RESULTADOS E DISCUSSÃO:
Três entrevistados afirmaram ter discutido superficialmente o tema das relações étnico/raciais durante a graduação. Para um deles o tema foi pouco trabalhado por gerar incômodo, já que havia maioria de alunos brancos. Os entrevistados mostraram pouco conhecimento sobre os aspectos históricos e sociais das relações étnico/raciais no país, bem como sobre os efeitos psicossociais do racismo. Dentre os entrevistados, quatro negaram ter lidado com preconceito ou discriminação racial, seja pessoalmente ou em relação à população atendida no serviço, sendo que três comentaram que essa ausência pode indicar que a demanda não esta sendo percebida. Os entrevistados autoclassificados brancos não se perceberam como racializados, atribuindo raça/etnia apenas aos outros grupos (negros em especial). A maioria dos entrevistados tem uma concepção de que é prejudicial considerar a raça/etnia dos usuários dos serviços, exemplificado pela narrativa: “Na assistência social nos isentamos de qualquer tipo de preconceito ou julgamento, então não há qualquer diferença”. As narrativas a seguir mostram as cenas de preconceito e discriminação racial testemunhadas pelos entrevistados nos serviços: “Tem uma idosa, ela tem problema psiquiátrico, ela é bastante preconceituosa. Então ela briga muito com o [profissional negro] e fala: ‘Esse negro maldito! Eu não quero saber dele!’”; “(...) uma pessoa com deficiência. Mesmo diagnóstico de uma síndrome: um loiro e um negro.

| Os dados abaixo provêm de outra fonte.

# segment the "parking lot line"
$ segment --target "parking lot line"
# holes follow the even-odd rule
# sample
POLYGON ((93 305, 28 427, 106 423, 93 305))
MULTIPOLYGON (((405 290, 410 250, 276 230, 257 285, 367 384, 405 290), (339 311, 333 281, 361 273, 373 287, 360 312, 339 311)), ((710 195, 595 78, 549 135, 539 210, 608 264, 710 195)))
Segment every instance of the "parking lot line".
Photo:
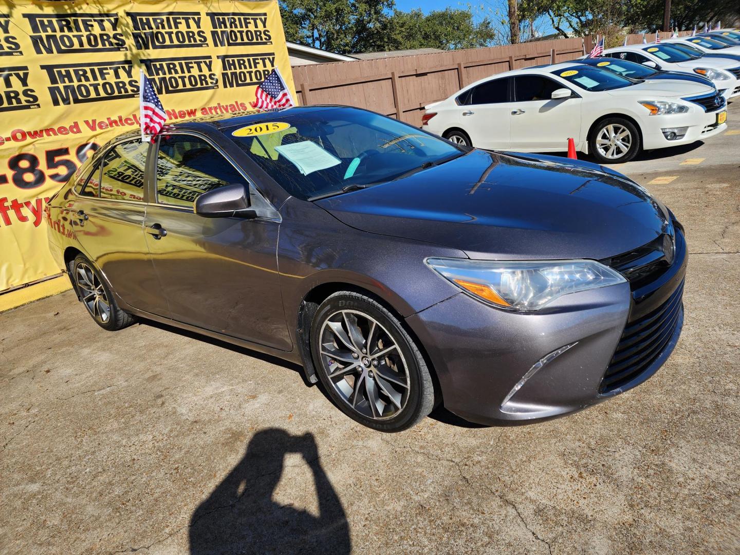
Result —
POLYGON ((663 175, 659 178, 656 178, 652 181, 650 181, 648 185, 667 185, 671 181, 678 179, 678 175, 663 175))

E o tratamento dispensado aos dois completamente... a pessoa que fazia a avaliação defendia que o negro tinha menor potencial, e na origem da história, era sabido, através da antropologia, que os negros tinham um cérebro menor, menor potencial de desenvolvimento”; “Eu [psicólogo negro] cheguei no portão da instituição e não fui questionado de quem eu era (...). Eu fui orientado a buscar o CAAD que eles iriam me encaminhar para o centro de acolhida. E neste momento eu me identifiquei, que eu não era mendigo, eu era técnico”.
CONCLUSÕES:
A amostra entrevistada indicou que há pouca consideração da raça/etnia como determinante social produtor de vulnerabilidade. Isso ocorre pela ausência de abordagem profunda do tema na graduação em psicologia tornando mais difícil reconhecer sua relevância; e traz implicações para atuação do psicólogo nos serviços, exemplificadas pelas cenas de preconceito e discriminação ocorridas no cotidiano de trabalho e sua falta de resolutividade. A atitude dos profissionais é fundamental para sustentação e reprodução ou não do racismo nos serviços e pode ser identificado em comportamentos que resultam em preconceito e discriminação por ignorância, falta de atenção e negligência. As relações étnico/raciais são um tema importante para o psicólogo, que deve lidar com sua racialidade já que ainda temos uma maioria de psicólogos brancos; e com o fato da raça/etnia ainda ser importante na decisão de contratação de funcionários e nas formas de acesso e tratamentos aos serviços prestados a população.
Palavras-chave: Relações Étnico/Raciais, Profissão de Psicólogo, Assistência Social.